Although tremendous efforts have been devoted to enhance thermal conductivity in polymer fibers, correlation between the thermal-drawing conditions and the resulting chain alignment, crystallinity, and phonon transport properties have remained obscure. Using a carefully trained coarse-grained force field, we systematically interrogate the thermal-drawing conditions of bulk polyethylene samples using large-scale molecular dynamics simulations. An optimal combination of moderate drawing temperature and strain rate is found to achieve highest degrees of chain alignment, crystallinity, and the resulting thermal conductivity. Such combination is rationalized by competing effects in viscoelastic relaxation and condensed to the Deborah number, a predictive metric for the thermal-drawing protocols, showing a delicate balance between stress localizations and chain diffusions. Upon tensile deformation, the thermal conductivity of amorphous polyethylene is enhanced to 80% of the theoretical limit, that is, its pure crystalline counterpart. An effective-medium-theory model, based on the serial-parallel heat conducting nature of semicrystalline polymers, is developed here to predict the impacts from both chain alignment and crystallinity on thermal conductivity. The enhancement in thermal conductivity is mainly attributed to the increases in the intrinsic phonon mean free path and the longitudinal group velocity. This work provides fundamental insights into the polymer thermal-drawing process and establishes a complete process–structure–property relationship for enhanced phonon transport in all-organic electronic devices and efficiency of polymeric heat dissipaters.

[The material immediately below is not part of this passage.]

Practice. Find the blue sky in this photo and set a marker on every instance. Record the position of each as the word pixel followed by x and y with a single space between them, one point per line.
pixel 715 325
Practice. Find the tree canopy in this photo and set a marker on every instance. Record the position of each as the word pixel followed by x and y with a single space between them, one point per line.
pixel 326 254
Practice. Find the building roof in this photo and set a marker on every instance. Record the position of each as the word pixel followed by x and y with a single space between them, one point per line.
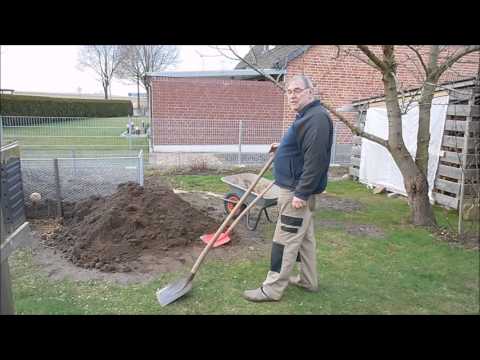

尽管已致力于提高聚合物纤维的导热性的巨大努力，但热拉伸条件与所得链取向，结晶度和声子传输性质之间的相关性仍然不清楚。使用经过严格训练的粗粒度力场，我们使用大规模分子动力学模拟系统地询问了散装聚乙烯样品的热拉伸条件。发现适度的拉伸温度和应变速率的最佳组合可实现最高程度的链排列，结晶度和所产生的热导率。通过粘弹性弛豫的竞争效应使这种组合合理化，并浓缩为Deborah数，Deborah数是热拉伸方案的一种预测指标，在应力局部化和链扩散之间显示出微妙的平衡。在拉伸变形时，无定形聚乙烯的热导率提高到理论极限的80％，即其纯结晶的对应物。在此基础上，开发了一种基于半结晶聚合物的串行-平行导热性质的有效介质理论模型，以预测链排列和结晶度对导热率的影响。导热系数的提高主要归因于本征声子平均自由程和纵向基团速度的增加。